Deployment of AI Model Serving with Azure Cache for Redis

Question

Pulumi · Accepted Answer

To deploy an AI model serving infrastructure with Azure Cache for Redis using Pulumi, you will need to create a few components in Azure:

1. An **Azure Container Instance (ACI)** to serve the AI model using a Docker container.
2. An **Azure Cache for Redis** instance to store frequently accessed data with low latency.
3. An **Azure Storage Account** to store any persistent data needed by your AI model.

The following Pulumi program demonstrates how to set up these components. This program does the following:

- Sets up a new resource group for hosting all the resources.
- Creates an Azure Cache for Redis instance to be used as a fast in-memory data store.
- Deploys an Azure Container Instance with your AI model, which can leverage Azure Cache for Redis.

Make sure you have Docker image with your AI model ready to be deployed. This image should be accessible from Azure Container Registry or another accessible Docker registry.

```python
import pulumi
import pulumi_azure_native as azure_native
from pulumi_azure_native import cache, containerservice, resources, storage

# Create an Azure Resource Group
resource_group = resources.ResourceGroup('ai_model_serving_group')

# Create an Azure Cache for Redis instance
redis_cache = cache.Redis(
    'redisCache',
    resource_group_name=resource_group.name,
    location=resource_group.location,
    sku=cache.SkuArgs(
        name='Basic',   # Choose the appropriate tier (Basic, Standard, Premium)
        family='C',     # The SKU family to use
        capacity=0      # The size of the Redis cache to deploy
    ),
    enable_non_ssl_port=False,
    minimum_tls_version="1.2"
)

# Create an Azure Storage Account for persistent data (if needed)
storage_account = storage.StorageAccount(
    'storageAccount',
    resource_group_name=resource_group.name,
    location=resource_group.location,
    sku=storage.SkuArgs(
        name=storage.SkuName.STANDARD_LRS
    ),
    kind=storage.Kind.STORAGE_V2
)

# Deploy an Azure Container Instance (ACI) to serve the AI model
container_group = containerservice.ContainerGroup(
    'containerGroup',
    resource_group_name=resource_group.name,
    location=resource_group.location,
    containers=[containerservice.ContainerArgs(
        name='ai-model-container',
        image='your-docker-image',  # Replace with your Docker image name
        resources=containerservice.ResourceRequirementsArgs(
            requests=containerservice.ResourceRequestsArgs(
                cpu=1.0,
                memory_in_gb=1.5,
            ),
        ),
        environment_variables=[
            containerservice.EnvironmentVariableArgs(
                name='REDIS_HOST',
                value=redis_cache.host_name.apply(lambda host_name: f"{host_name}.redis.cache.windows.net")
            ),
            containerservice.EnvironmentVariableArgs(
                name='REDIS_PASSWORD',
                value=redis_cache.access_keys.apply(lambda keys: keys.primary_key),
                secure_value=True
            )
        ],
    )],
    os_type=containerservice.OperatingSystemTypes.LINUX
)

# Export the container group and Redis cache host name and keys
pulumi.export('container_group_name', container_group.name)
pulumi.export('redis_cache_host_name', redis_cache.host_name)
pulumi.export('redis_cache_primary_key', redis_cache.access_keys.apply(lambda keys: keys.primary_key))
```

You will replace `'your-docker-image'` with the Docker image that serves your AI model.

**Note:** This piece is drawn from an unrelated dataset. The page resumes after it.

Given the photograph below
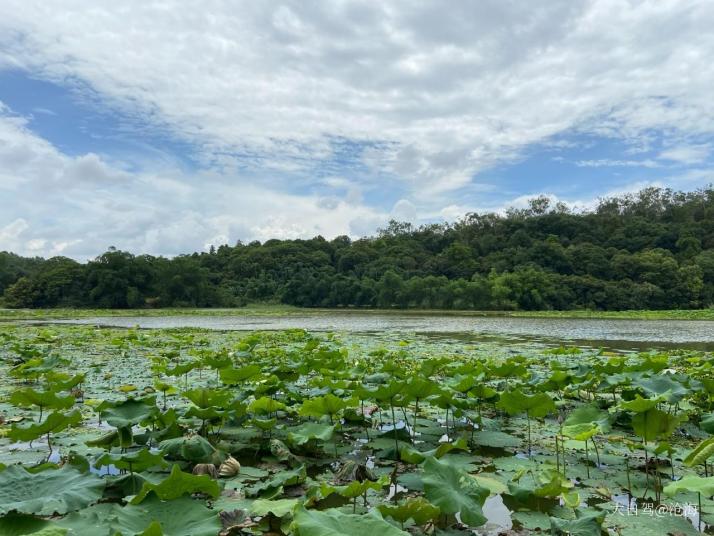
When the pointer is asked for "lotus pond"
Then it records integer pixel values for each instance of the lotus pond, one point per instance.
(107, 431)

In this program, environment variables are passed to the container instance so that it knows how to communicate with the Redis cache. The `REDIS_HOST` environment variable is constructed by combining the host name of the Redis cache with the default Redis domain, and `REDIS_PASSWORD` is retrieved securely from the cache's access keys.

The above setup assumes a basic tier for Azure Cache for Redis (`Basic`) and a small container size for serving the AI model. You may need to adjust these settings depending on your specific requirements such as the expected load and the AI model's resource needs.

Remember that you will need the Azure CLI installed and configured as well as the Pulumi CLI to deploy this stack. Once you have both CLIs set up and this program saved into a `__main__.py` file within a Pulumi project directory, you can run `pulumi up` to create all the resources described.

After deployment, you can access the ACI endpoint to communicate with your AI model. The Redis cache will be used by your AI model's application to quickly access data that needs to have low-latency access.